橋本氏は、「ブラックリストアドレスから直接または間接的に送られたコインを受け取った場合かつ受け取った人の身元がわかる場合、捜査機関から捜査協力依頼がくる可能性がある」と指摘。仮に受取り人が犯罪収益と知っていて受け取ったと判明した場合には、資金が凍結される可能性があるものの、「偶然受け取っただけの場合には、一時的な口座凍結や、捜査当局からの聞き取り調査などで不便が生じるにとどまるはず」と述べた。

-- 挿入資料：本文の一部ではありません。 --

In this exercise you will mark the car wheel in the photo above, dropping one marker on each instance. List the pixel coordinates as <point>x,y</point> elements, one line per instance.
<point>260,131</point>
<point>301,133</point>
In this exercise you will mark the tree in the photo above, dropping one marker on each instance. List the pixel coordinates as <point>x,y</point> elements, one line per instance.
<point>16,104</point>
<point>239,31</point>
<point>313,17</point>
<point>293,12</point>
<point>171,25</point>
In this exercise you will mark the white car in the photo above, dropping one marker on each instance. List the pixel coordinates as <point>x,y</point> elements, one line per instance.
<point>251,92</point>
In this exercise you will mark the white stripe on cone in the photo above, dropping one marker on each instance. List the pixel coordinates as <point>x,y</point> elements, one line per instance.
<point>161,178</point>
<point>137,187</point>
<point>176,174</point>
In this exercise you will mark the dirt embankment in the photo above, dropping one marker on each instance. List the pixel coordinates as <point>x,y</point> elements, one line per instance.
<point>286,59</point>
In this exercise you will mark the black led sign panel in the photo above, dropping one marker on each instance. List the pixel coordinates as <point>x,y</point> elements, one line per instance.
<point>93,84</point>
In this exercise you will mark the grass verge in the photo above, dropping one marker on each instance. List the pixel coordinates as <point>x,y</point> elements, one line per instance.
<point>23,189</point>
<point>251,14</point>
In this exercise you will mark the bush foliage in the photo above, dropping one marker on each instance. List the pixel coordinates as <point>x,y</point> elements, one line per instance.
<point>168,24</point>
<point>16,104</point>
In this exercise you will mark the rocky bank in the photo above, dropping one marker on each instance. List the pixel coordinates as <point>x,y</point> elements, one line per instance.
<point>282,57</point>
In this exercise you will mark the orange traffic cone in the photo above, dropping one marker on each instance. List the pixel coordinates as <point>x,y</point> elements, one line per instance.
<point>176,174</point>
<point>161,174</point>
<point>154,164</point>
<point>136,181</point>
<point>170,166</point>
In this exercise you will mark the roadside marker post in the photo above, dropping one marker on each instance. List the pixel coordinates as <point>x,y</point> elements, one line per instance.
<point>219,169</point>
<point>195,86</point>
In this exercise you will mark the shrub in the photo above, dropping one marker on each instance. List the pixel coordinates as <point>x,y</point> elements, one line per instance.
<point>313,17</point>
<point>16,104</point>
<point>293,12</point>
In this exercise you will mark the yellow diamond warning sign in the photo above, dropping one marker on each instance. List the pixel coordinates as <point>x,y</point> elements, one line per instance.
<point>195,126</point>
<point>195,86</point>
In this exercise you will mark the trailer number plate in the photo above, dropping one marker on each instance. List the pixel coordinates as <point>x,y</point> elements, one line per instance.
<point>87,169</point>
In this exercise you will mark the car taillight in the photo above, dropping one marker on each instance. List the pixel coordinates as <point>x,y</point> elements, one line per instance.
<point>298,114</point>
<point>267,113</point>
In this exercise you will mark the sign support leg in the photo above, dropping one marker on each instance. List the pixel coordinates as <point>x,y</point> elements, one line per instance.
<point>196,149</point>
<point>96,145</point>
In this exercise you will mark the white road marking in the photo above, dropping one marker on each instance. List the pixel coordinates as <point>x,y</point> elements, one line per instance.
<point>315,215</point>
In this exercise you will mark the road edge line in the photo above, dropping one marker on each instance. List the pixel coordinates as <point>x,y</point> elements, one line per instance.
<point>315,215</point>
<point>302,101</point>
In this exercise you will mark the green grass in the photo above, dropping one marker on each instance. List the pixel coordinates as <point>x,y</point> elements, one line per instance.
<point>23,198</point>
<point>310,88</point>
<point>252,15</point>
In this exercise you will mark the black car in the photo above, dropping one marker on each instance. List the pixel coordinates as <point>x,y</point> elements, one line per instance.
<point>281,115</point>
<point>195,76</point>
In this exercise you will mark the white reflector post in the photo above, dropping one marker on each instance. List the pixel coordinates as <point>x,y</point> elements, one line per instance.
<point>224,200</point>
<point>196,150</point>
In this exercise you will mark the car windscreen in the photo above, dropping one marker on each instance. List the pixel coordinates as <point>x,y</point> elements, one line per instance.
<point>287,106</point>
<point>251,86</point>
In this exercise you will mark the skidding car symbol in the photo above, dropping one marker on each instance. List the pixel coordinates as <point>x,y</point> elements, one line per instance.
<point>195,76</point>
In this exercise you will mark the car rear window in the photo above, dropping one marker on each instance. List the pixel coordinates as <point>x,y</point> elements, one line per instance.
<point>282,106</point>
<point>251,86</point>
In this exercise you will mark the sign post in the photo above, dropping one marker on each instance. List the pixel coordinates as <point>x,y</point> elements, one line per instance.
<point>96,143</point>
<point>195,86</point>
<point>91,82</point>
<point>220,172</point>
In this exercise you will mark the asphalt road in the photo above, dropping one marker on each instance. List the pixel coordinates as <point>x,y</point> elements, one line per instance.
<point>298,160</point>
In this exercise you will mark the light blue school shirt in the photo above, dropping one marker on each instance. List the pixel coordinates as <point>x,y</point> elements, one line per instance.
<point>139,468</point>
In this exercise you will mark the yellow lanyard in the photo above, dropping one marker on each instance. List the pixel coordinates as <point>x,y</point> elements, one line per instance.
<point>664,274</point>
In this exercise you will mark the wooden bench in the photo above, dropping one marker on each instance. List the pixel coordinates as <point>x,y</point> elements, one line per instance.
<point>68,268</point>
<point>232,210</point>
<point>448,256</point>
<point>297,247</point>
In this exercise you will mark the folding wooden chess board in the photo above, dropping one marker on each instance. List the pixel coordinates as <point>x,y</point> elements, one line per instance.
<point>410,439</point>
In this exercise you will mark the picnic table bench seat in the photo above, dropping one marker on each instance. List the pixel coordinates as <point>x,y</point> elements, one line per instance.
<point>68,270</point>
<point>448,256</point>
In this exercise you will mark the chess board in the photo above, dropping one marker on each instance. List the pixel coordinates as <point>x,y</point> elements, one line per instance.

スピロ氏も、偶然に受け取っただけでは一大事にはならないと橋本氏に同意。「誰かがビットコインを受け手の同意なしに送れることはみんな知っている」と指摘した。スピロ氏は、もしブラックリスト化されたアドレスと受取人との間の双方向でやりとりが確認された場合は、取引所が受取人の口座を完全にブロックする可能性があると説明した。

一方、取引所などを含む仮想通貨サービス事業者(VASP)の対応について橋本氏は、次のように解説した。

「これらのアドレスから直接または間接的に送られてきたコインを受け取った場合、口座残高に当該資金を反映しないか、または反映(泳がせる)したうえで、捜査機関や各国の規制当局に届け出をすることが求められるでしょう」

価格への影響は?

仮にブラックリスト化で市場に流通するビットコインが減れば上昇圧力になりそうだ。橋本氏は、このロジックに同意しつつ、「メディア等での取り扱われ方の影響もあるわけで、一概にどうといえることはない」と話した。

また、スピロ氏も上昇圧力を認めつつ、「ダークネットの運営者と犯罪者に使われるマネー」というビットコインの悪評がさらに流れ、普及が阻害されることで、結果的に価格にマイナスになる可能性も指摘した。

今後のブラックリスト化

両氏とも、今後OFACがビットコインのブラックリスト化をさらに進めるだろうとみている。スピロ氏は、「OFACが経済制裁関連のプロタクトに関する仮想通貨の使用の監視強化をすることが公然の事実となる中、引き続きより多くのアドレスを特定し、背後にあるエコシステムの特定につなげるケースが増えるだろう」と予想した。

また、橋本氏は、「ビットコインのトレースの結果として犯人逮捕につながった事例が増えてきているので、当然そうなる(ブラックリスト化が進む)かと思われる」と述べた。